3 lessons I learned from failure:
- You get back up and try again. Okay, so maybe your ego takes a beating. That does occasionally happen in life. My ego went to the backseat as I was wrestling with invisible diseases. Things that had once been easy for me, like eating, became very complicated. Walking tired me out, so I had to learn new ways to get exercise in. I came back to yoga and couldn’t do things that I once had a better grasp on. I knew that it was time for me to get serious about moving forward and that I was really going to experience set-backs, but that no matter what, I couldn’t give up on what I wanted to accomplish. I was going to complete yoga teacher training even if I soaked in a hot bath with salts every single night. Even if it hurt to move…because one day, it wouldn’t hurt as much.
- There is more than one way to do something. I started dissecting what was happening to me. Most of you know that I am fascinated with research and the holistic approach to healing. I knew that I had to think, act, and imagine the goal being accomplished. I had to immerse myself in the experience of what I wanted…and I also had to think backwards. I would take a yoga pose and go slowly. If my hip was tight, I would have to work on hips for a while. If I didn’t feel strong, I would have to work on my core again, which side note, ummm had been cut to save my baby (emergency c-section). I couldn’t compare my progress to anyone’s in the room. Comparison makes you feel like a failure. <<< Do not do that to yourself. You only have to better than you were the day before and that is the root of my progress. I was not looking at where others were going. I only looked to myself.

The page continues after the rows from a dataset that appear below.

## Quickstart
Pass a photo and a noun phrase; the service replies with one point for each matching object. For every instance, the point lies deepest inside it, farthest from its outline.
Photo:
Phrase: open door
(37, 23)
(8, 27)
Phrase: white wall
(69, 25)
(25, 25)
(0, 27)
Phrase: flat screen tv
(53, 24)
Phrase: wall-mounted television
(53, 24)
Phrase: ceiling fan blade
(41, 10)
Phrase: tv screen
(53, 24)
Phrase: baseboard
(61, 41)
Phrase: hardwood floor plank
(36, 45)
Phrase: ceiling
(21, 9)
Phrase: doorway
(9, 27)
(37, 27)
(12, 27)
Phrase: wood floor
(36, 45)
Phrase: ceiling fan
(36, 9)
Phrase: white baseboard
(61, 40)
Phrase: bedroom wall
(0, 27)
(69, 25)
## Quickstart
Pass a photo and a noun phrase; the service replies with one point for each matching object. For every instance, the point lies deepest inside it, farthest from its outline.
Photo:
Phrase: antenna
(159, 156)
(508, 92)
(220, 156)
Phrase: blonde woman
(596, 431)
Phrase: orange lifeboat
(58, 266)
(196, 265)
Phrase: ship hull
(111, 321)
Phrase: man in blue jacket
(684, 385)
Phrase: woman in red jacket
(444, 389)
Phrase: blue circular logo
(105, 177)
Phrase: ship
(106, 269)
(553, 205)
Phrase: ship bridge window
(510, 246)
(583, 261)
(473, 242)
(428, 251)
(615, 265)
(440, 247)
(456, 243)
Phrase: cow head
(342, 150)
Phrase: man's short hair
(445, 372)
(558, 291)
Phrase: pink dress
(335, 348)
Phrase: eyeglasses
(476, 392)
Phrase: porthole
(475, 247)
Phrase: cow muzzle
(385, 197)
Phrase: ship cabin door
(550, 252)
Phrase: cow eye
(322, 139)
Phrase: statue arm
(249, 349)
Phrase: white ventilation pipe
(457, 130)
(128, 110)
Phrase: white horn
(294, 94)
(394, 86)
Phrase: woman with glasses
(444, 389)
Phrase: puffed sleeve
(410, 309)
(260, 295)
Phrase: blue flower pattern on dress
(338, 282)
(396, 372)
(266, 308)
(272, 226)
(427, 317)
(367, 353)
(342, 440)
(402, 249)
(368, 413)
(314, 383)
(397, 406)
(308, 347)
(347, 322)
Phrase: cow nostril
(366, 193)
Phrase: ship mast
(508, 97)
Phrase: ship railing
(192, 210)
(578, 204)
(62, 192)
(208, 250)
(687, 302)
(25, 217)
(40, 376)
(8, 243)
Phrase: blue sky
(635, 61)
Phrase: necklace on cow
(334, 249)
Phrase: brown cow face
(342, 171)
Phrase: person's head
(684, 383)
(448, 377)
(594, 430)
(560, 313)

- Failure was teaching me how to set myself up for success. I knew that throughout history, people have failed. I didn’t own it like it was my shame to fail. I didn’t think that inventors had woken up one day and said “Hey Wilbur, I think we should build this and fly.” Poof. They flew. Nope. The crashing part sets you up for that awesome day when you really do learn to fly. So sticking my crow pose, in yoga this was my nemesis for a while, well, getting into that and holding it for longer than a second takes work. I am still working, trust me, but the day I did it, I knew that I was making progress in many areas. Not just the pose or the form, but the act of not giving up. The act of perseverance and sticking to my goal.